パライゾの寺
パライゾの寺 / 感想・レビュー
りー
短編集。「オール読物」連載作品。著者が宮本常一さんの作品や、郷里の昔話、郷土史、新聞の記事などに触発されて書いた作品。江戸末期~昭和初期頃の土佐に関するお話が多い。私にはコントラストが強すぎ、楽しく読み終わる感じではなかったけれど、たまには良い。
2023/03/04
ラグエル
「切支丹であっとは、いつでも天主さまの思し召しに従う覚悟ができとるということさ。そいは拷問を受け、火炙りにさるっことでもあっと。ばってんそん試練こそが、おいたちの霊魂をパライゾに運んでくれる救いの手よ」だから、弾圧しても増え続けるわけですよ。踏み絵を踏みつけた罪を赦される、「コンチリサンの祈り」という「おらしょ」ってのがあるんですね。日本史の授業聴きながら、そういうのなかったのかなーとか思っていたんだけれど。
2011/08/04
にゃも
以前、時代劇チャンネルにハマっていた。その時に見た『子連れ狼』(拝一刀はもちろん萬屋錦之助!)で隠れキリシタンが出てくる回があった。
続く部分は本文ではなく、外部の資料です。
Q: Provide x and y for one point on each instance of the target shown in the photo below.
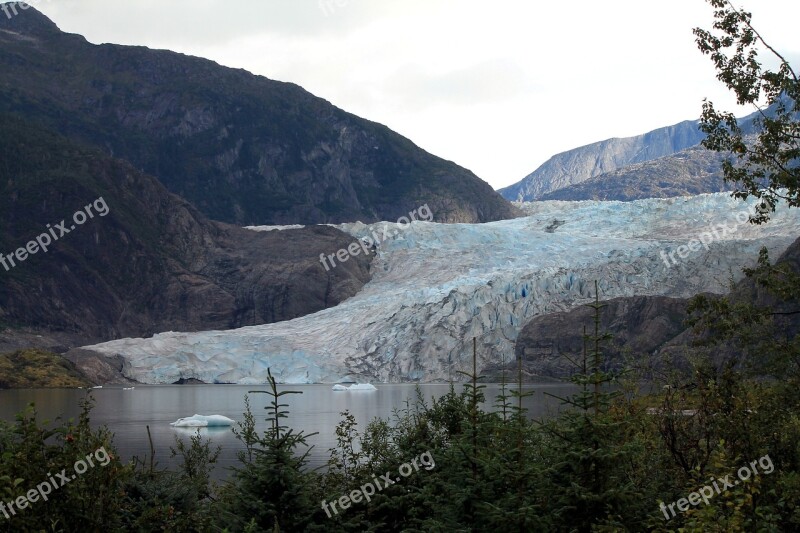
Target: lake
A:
(128, 413)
話の内容は忘れてしまったが、幼い杉田かおるが口ずさんでいた歌が今でも頭から離れない。パライゾの寺へ~参ろぉぉぉ♪なんとも不思議な節回しとパライゾという言葉…あぁ、たまらん!と、最近になってこの本を見つけた。このタイトルである。読むしかあるまい。宮本常一の著書を彷彿とさせる内容で土俗的世界にどっぷりひたることができて大満足。秀逸はやはりタイトルの話。とても哀しくて美しい…。
2016/08/03
tama
図書館本 坂東シリーズ これは大変佳い作品と思います。アホな男はいつもの通りそこここに(「虫の声」「六部さま」)出ており、対する女のしたたかさは更にくっきりと。短編集ですが基本全部つながっており大きな流れは最後まで残っています。「パライソの寺」はユダが死ななかったらという物語にも思えます。「朱の棺」は息子が夢枕に立ってからの両親の心の解放が好くてちょっと泣けるほど。もっと評価されてよい作品と思います。参りました。
2014/08/16
mari
幕末〜維新、太平洋戦争と激動の時代に翻弄された庶民の濃密な記憶の短編集。坂東眞砂子ならではのグロテスクでエロチックな味付けはいつも通り。土佐弁と長崎弁がそれをいっそう濃厚にさせる。好きと嫌いが極端に別れる作家さんですね。